Capitals' wives and girlfriends support each other and stay out of the limelight
Wednesday, April 28, 2010
It's hard to miss the young women at their typical coffee spot just inside the Sport and Health Club in Ballston.
They're striking, yes!
But, in a regular kind of way.
It's not just their looks, although even sans makeup, post-exercise with their hair pulled back, each is lovely. But it's also the fact that there are usually at least five of them. And that they are loud, and laughing and bragging about how their workouts are more hard-core than their husbands'.
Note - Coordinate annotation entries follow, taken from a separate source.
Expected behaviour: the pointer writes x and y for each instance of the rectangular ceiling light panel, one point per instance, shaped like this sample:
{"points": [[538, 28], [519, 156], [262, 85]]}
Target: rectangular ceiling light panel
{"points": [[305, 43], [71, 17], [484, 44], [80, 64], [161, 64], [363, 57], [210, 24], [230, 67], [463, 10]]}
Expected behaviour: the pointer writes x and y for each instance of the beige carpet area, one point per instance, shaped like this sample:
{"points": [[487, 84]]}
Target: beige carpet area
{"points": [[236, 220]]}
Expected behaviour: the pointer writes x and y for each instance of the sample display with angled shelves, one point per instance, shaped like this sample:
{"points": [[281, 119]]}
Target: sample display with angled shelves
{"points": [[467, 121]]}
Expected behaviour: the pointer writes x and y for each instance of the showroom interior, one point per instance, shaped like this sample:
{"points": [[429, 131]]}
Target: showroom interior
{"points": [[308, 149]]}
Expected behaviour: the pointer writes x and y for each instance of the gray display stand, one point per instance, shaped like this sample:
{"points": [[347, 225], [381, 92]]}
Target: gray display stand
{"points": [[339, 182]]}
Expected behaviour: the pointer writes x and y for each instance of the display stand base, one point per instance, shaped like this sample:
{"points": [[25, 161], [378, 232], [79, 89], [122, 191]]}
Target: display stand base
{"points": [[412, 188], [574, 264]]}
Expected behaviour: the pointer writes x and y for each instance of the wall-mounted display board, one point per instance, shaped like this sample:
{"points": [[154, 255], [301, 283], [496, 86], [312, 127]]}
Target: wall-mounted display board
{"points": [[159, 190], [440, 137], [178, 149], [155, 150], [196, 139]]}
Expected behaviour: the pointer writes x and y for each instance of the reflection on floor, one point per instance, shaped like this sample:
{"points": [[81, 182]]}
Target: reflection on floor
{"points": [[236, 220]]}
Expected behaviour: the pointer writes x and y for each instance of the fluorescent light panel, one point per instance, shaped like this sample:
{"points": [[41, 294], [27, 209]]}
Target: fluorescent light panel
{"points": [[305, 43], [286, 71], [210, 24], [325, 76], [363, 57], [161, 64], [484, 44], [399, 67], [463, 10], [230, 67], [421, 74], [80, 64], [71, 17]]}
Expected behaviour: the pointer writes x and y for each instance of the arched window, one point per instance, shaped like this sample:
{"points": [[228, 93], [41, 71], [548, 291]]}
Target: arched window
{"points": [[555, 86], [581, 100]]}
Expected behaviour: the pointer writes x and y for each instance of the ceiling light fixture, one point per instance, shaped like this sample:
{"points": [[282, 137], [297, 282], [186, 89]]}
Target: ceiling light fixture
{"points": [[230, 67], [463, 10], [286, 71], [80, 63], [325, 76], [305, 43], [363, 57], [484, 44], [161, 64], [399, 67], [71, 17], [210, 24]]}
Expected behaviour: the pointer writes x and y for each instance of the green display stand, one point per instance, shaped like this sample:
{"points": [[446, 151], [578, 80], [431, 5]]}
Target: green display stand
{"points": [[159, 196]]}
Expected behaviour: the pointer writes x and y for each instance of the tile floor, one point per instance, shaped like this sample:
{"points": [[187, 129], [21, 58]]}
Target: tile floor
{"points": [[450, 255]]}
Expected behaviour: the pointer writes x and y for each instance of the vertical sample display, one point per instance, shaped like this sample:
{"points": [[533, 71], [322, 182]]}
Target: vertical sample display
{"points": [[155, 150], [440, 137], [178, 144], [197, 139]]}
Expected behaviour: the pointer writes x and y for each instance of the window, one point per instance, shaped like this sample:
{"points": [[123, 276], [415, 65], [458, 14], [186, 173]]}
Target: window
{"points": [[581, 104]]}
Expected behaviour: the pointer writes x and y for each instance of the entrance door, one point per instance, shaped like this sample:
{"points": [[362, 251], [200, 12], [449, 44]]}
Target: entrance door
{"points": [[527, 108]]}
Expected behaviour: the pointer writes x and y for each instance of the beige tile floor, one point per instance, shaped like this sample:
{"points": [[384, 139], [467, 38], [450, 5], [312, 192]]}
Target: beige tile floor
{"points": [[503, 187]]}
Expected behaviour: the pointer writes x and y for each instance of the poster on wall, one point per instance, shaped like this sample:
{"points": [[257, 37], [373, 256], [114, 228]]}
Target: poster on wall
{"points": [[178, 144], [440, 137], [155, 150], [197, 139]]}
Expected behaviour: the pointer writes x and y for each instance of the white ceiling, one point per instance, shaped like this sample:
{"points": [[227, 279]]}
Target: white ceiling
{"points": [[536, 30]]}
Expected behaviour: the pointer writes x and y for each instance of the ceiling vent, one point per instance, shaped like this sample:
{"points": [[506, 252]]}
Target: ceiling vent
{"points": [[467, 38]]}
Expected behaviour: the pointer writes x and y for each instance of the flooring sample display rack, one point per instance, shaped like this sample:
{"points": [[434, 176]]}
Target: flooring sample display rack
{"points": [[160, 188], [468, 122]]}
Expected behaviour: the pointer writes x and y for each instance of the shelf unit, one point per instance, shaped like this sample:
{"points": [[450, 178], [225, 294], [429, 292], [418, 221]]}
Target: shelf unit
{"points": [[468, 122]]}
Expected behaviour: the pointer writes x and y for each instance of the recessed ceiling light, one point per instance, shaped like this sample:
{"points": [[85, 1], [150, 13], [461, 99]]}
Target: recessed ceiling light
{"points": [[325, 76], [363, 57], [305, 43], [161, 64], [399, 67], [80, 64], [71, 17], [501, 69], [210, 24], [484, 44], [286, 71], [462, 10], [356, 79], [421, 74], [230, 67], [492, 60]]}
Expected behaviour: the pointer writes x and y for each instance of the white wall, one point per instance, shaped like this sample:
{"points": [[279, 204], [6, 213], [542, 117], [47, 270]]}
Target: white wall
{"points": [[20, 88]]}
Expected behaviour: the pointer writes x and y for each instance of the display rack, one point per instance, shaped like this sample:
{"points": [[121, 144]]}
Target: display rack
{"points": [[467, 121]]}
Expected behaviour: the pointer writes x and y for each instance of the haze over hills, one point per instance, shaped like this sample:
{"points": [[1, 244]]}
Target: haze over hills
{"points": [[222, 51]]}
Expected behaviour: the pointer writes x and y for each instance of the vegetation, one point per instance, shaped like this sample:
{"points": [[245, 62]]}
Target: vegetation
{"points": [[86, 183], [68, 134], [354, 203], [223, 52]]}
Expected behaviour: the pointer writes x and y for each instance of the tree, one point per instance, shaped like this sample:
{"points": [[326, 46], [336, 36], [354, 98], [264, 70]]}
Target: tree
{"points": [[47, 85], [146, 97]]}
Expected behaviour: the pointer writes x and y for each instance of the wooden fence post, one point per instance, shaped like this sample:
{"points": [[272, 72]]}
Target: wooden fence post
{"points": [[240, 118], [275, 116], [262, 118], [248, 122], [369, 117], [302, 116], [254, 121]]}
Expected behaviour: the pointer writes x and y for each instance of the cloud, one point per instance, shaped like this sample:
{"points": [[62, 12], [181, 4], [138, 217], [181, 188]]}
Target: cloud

Rachel Fehr, 24, is there Tuesday, dishing about the latest episode of the VH1 reality series "Basketball Wives," about the glamazons of the NBA.
"They are in a completely different league," Fehr says. Absolutely true, the others nod.
"Don't they go on the road?" asks Angela Corvo, 31.
Not sure, but "they do everything high-end," Fehr says. "And they have paparazzi."
Several of the women's hands shoot to their faces, pretending to block imaginary photographers.
"That is sooo not us," Fehr says, a nearby newspaper photographer notwithstanding.
And the wives (and one girlfriend) of the Washington Capitals -- the team with the best regular-season record in the National Hockey League, who play a do-or-die playoff game in their best-of-seven series with the Montreal Canadiens Wednesday night -- say that suits them fine. (For the record, the Nationals' wives last year said they were really regular, too, but, the Nationals lost all over the place. Just sayin'.)
Some pro-athletes' wives, especially on high-profile teams, court fame. They write books, drip diamonds and camera crews, and tabloid reporters hang on their exploits. Fehr, who is married to Caps forward Eric Fehr, is a home health-care nurse. Aimee Laing, 29, wife of forward Quintin Laing, drives a Hyundai Santa Fe.